Atteggiamento critico costruttivo rispetto alla Rio +20.


Leonardo Boff (*)
Credo che dobbiamo sviluppare tre atteggiamenti di fronte alla Rio +20.
Il primo è coscientizzare coloro che prendono decisioni e tutta l’umanità intorno ai rischi a cui sono sottoposti il sistema-Terra, il sistema-vita e il sistema-civiltà. Le guerre attuali, la paura del terrorismo e la crisi economico-finanziaria nel cuore dei paesi centrali stanno facendoci dimenticare l’urgenza della crisi ecologica generalizzata. Gli esseri umani e il mondo naturale stanno in una pericolosa rotta di collisione. Non serve a niente garantire uno sviluppo sostenibile e verde se non garantiamo innanzitutto la sostenibilità del pianeta vivo e della nostra civiltà. Questa coscientizzazione deve essere fatta a tutti i livelli, dalla scuola elementare all’università, dalla famiglia alla fabbrica, dalla campagna alle città.

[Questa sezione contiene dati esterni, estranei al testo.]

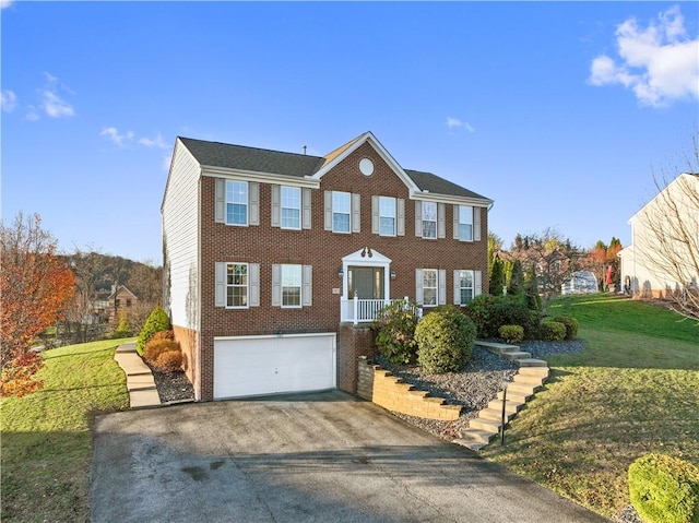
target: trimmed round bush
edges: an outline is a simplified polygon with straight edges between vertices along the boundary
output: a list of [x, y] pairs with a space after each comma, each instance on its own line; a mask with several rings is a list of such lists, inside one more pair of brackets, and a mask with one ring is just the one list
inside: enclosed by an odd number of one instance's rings
[[415, 328], [418, 305], [413, 301], [394, 301], [383, 307], [374, 322], [374, 342], [380, 354], [391, 364], [404, 365], [415, 361]]
[[452, 306], [438, 307], [415, 329], [417, 362], [426, 372], [458, 372], [469, 362], [475, 337], [469, 317]]
[[151, 340], [153, 334], [161, 331], [167, 331], [170, 328], [170, 319], [162, 307], [153, 309], [147, 320], [143, 324], [143, 329], [139, 333], [139, 338], [135, 342], [137, 352], [143, 356], [145, 344]]
[[699, 467], [665, 454], [629, 466], [631, 504], [647, 523], [699, 522]]
[[179, 348], [176, 350], [165, 350], [157, 357], [153, 367], [163, 372], [176, 372], [180, 370], [182, 367], [182, 352]]
[[553, 318], [552, 321], [557, 321], [558, 323], [566, 325], [566, 340], [574, 340], [578, 337], [580, 323], [578, 323], [578, 320], [574, 318], [569, 316], [559, 316], [558, 318]]
[[524, 328], [522, 325], [502, 325], [498, 329], [498, 336], [505, 340], [505, 343], [522, 343]]
[[557, 321], [545, 321], [538, 325], [538, 335], [545, 342], [562, 342], [566, 338], [566, 325]]

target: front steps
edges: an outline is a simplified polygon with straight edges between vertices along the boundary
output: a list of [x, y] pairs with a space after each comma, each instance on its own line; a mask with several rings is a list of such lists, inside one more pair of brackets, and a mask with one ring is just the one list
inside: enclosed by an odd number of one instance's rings
[[[548, 365], [543, 359], [532, 358], [530, 353], [520, 350], [516, 345], [481, 341], [476, 341], [475, 345], [487, 348], [520, 367], [514, 379], [507, 387], [505, 403], [505, 425], [507, 426], [526, 402], [542, 389], [548, 379]], [[503, 392], [500, 391], [497, 399], [488, 403], [488, 406], [478, 413], [477, 418], [471, 419], [469, 428], [462, 430], [461, 438], [457, 438], [453, 442], [479, 451], [496, 439], [502, 424], [502, 396]]]

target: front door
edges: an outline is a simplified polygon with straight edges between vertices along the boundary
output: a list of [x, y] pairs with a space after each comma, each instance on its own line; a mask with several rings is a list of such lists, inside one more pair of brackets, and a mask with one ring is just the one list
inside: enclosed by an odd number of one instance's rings
[[359, 299], [383, 298], [383, 268], [351, 266], [347, 281], [350, 299], [355, 292]]

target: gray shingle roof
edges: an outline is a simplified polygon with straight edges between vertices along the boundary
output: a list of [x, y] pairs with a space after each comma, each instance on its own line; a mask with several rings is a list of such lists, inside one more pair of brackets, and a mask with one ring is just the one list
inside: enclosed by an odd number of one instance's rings
[[[232, 145], [221, 142], [206, 142], [191, 138], [179, 136], [189, 152], [201, 165], [240, 169], [253, 173], [264, 173], [285, 176], [312, 176], [328, 161], [323, 156], [311, 156], [297, 153], [284, 153], [266, 148]], [[351, 142], [352, 143], [352, 142]], [[332, 153], [331, 153], [332, 154]], [[465, 189], [457, 183], [440, 178], [431, 173], [404, 169], [413, 182], [420, 189], [435, 194], [477, 198], [485, 197]]]

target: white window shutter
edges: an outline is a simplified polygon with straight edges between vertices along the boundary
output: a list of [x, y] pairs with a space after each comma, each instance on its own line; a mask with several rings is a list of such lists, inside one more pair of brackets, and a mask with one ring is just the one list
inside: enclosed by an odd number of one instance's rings
[[323, 215], [325, 216], [324, 229], [332, 230], [332, 191], [325, 191]]
[[360, 233], [362, 231], [362, 215], [359, 214], [359, 203], [362, 201], [360, 194], [352, 194], [352, 231]]
[[282, 307], [282, 265], [272, 265], [272, 307]]
[[[223, 181], [223, 180], [222, 180]], [[226, 264], [216, 262], [214, 306], [226, 306]]]
[[371, 234], [379, 234], [379, 197], [371, 197]]
[[313, 268], [304, 265], [301, 275], [301, 306], [310, 307], [313, 305]]
[[301, 189], [301, 228], [310, 228], [310, 189]]
[[423, 237], [423, 202], [415, 202], [415, 236]]
[[260, 307], [260, 264], [248, 264], [248, 307]]
[[214, 183], [216, 186], [214, 221], [217, 224], [223, 224], [226, 222], [226, 180], [224, 180], [223, 178], [215, 178]]
[[260, 185], [248, 182], [248, 199], [250, 200], [250, 225], [260, 225]]
[[396, 200], [396, 207], [398, 207], [398, 224], [396, 224], [396, 230], [395, 234], [398, 236], [405, 236], [405, 200], [403, 200], [402, 198], [399, 198]]
[[272, 227], [282, 225], [282, 188], [277, 185], [272, 186]]
[[437, 297], [439, 305], [447, 304], [447, 270], [440, 269], [439, 273], [439, 296]]
[[437, 237], [447, 237], [447, 211], [445, 211], [445, 204], [437, 204]]

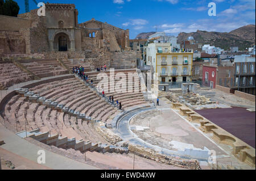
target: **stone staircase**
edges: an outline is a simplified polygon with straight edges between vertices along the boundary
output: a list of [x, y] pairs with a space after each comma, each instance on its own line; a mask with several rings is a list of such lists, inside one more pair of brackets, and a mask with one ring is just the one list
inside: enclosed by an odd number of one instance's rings
[[33, 73], [32, 71], [27, 69], [24, 66], [23, 66], [22, 64], [21, 64], [20, 62], [14, 60], [13, 61], [13, 63], [16, 65], [18, 68], [20, 68], [22, 71], [24, 72], [26, 72], [28, 74], [28, 75], [31, 76], [31, 78], [34, 79], [34, 80], [40, 80], [40, 78], [36, 75], [34, 73]]
[[152, 94], [151, 92], [146, 91], [142, 93], [143, 94], [143, 96], [146, 101], [151, 102], [152, 101], [152, 99], [155, 98], [155, 96]]
[[64, 68], [67, 70], [68, 70], [68, 72], [69, 72], [69, 74], [72, 74], [72, 71], [71, 71], [71, 70], [67, 66], [67, 65], [63, 62], [63, 61], [62, 61], [62, 60], [61, 60], [60, 58], [57, 58], [57, 60], [60, 62], [60, 65], [63, 68]]
[[22, 138], [31, 137], [49, 146], [55, 146], [65, 149], [73, 149], [75, 150], [79, 150], [81, 153], [84, 153], [86, 151], [102, 153], [106, 152], [120, 154], [129, 153], [127, 148], [102, 144], [100, 142], [93, 143], [90, 141], [84, 141], [83, 140], [76, 140], [75, 137], [69, 139], [67, 137], [62, 137], [58, 134], [52, 135], [49, 132], [42, 133], [39, 129], [36, 129], [30, 132], [23, 131], [16, 133], [16, 134]]
[[8, 88], [7, 88], [6, 86], [2, 85], [1, 83], [0, 83], [0, 90], [7, 90]]

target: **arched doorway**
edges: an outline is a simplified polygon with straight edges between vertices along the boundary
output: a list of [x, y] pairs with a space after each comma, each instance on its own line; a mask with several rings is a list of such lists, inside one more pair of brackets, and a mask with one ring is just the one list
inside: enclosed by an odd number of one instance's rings
[[70, 48], [68, 35], [65, 33], [59, 33], [54, 38], [54, 49], [56, 51], [65, 52]]
[[68, 50], [68, 40], [65, 36], [59, 37], [59, 51], [64, 52]]

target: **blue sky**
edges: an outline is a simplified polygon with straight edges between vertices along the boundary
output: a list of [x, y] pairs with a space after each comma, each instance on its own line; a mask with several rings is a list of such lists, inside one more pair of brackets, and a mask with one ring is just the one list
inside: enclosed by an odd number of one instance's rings
[[[14, 0], [24, 12], [24, 0]], [[36, 0], [38, 2], [44, 0]], [[37, 8], [29, 0], [30, 9]], [[177, 36], [181, 32], [230, 32], [255, 22], [255, 0], [47, 0], [49, 3], [74, 3], [79, 22], [92, 18], [123, 29], [130, 39], [141, 32], [164, 31]], [[217, 16], [209, 16], [209, 2], [216, 4]]]

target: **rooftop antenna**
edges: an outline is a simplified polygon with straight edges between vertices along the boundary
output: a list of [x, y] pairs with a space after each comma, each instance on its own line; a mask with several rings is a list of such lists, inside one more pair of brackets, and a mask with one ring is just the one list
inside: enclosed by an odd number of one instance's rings
[[[35, 0], [33, 0], [34, 2], [37, 5], [38, 3]], [[28, 0], [24, 0], [25, 2], [25, 11], [26, 12], [30, 12], [30, 6], [28, 4]]]

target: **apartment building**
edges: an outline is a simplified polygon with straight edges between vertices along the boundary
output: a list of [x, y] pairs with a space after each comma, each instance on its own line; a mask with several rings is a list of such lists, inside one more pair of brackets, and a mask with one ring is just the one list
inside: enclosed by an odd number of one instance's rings
[[174, 51], [169, 43], [150, 43], [147, 55], [147, 65], [151, 65], [154, 72], [158, 73], [160, 82], [191, 81], [193, 52]]
[[233, 89], [255, 95], [255, 60], [250, 54], [235, 56]]
[[[134, 39], [130, 40], [130, 47], [132, 50], [139, 52], [141, 56], [139, 58], [141, 60], [144, 60], [144, 47], [147, 43], [146, 39]], [[139, 57], [137, 57], [139, 58]]]

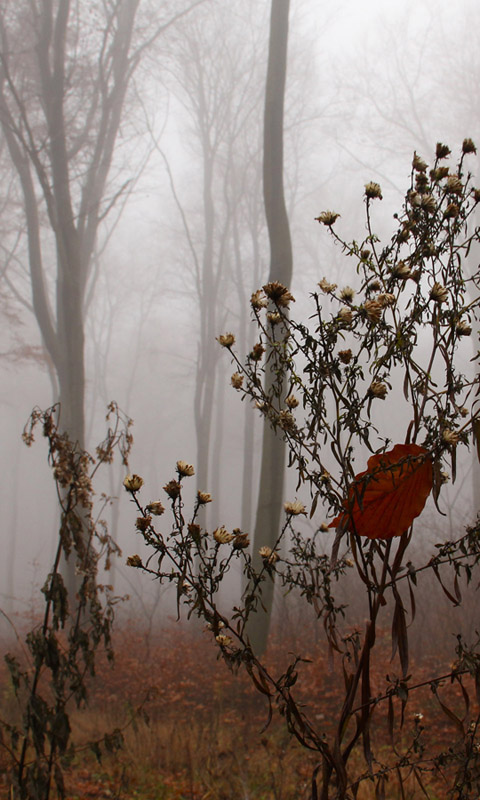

Il secondo atteggiamento ha a che fare con uno spostamento e un’implicazione che bisogna fare. È necessario spostare la discussione dal tema dello sviluppo al tema della sostenibilità. Se si resta nello sviluppo rimaniamo presi nelle maglie della sua logica che consiste nel crescere sempre di più per offrire sempre più numerosi prodotti di consumo per l’arricchimento di pochi al costo del super sfruttamento della natura e della emarginazione della maggioranza dell’umanità. Una ricerca seria nell’dell’Istituto Federale Svizzero di Ricerca Tecnologica (ETH) del 2011, ha rivelato la tremenda concentrazione di ricchezza e di potere in pochissime mani: sono 737 corporazioni che controllano l’80% del sistema corporativo mondiale, mentre lo zoccolo duro di 147 controlla il 40% di tutte le corporazioni a maggioranza finanziaria. Insieme a questo potere economico viene il potere politico (influenza i destini di un paese) e il potere ideologico (impone idee e comportamenti). L’impronta ecologica della Terra ci fa sapere che questa ha già oltrepassato del 30% i suoi limiti fisici. Forzarli significa obbligarla a difendersi. E lo fa con tsunami, inondazioni, siccità, eventi estremi, terremoti e il riscaldamento globale. E anche con le crisi economico-finanziarie comprese nel sistema-Terra viva. Il tipo di sviluppo vigente è insostenibile. Vani sono gli aggettivi che gli possiamo aggiungere: umano, verde, responsabile e altri. Portarli avanti a qualsiasi costo, come ancora propone il testo base dell’Onu, ci avvicina all’abisso senza ritorno.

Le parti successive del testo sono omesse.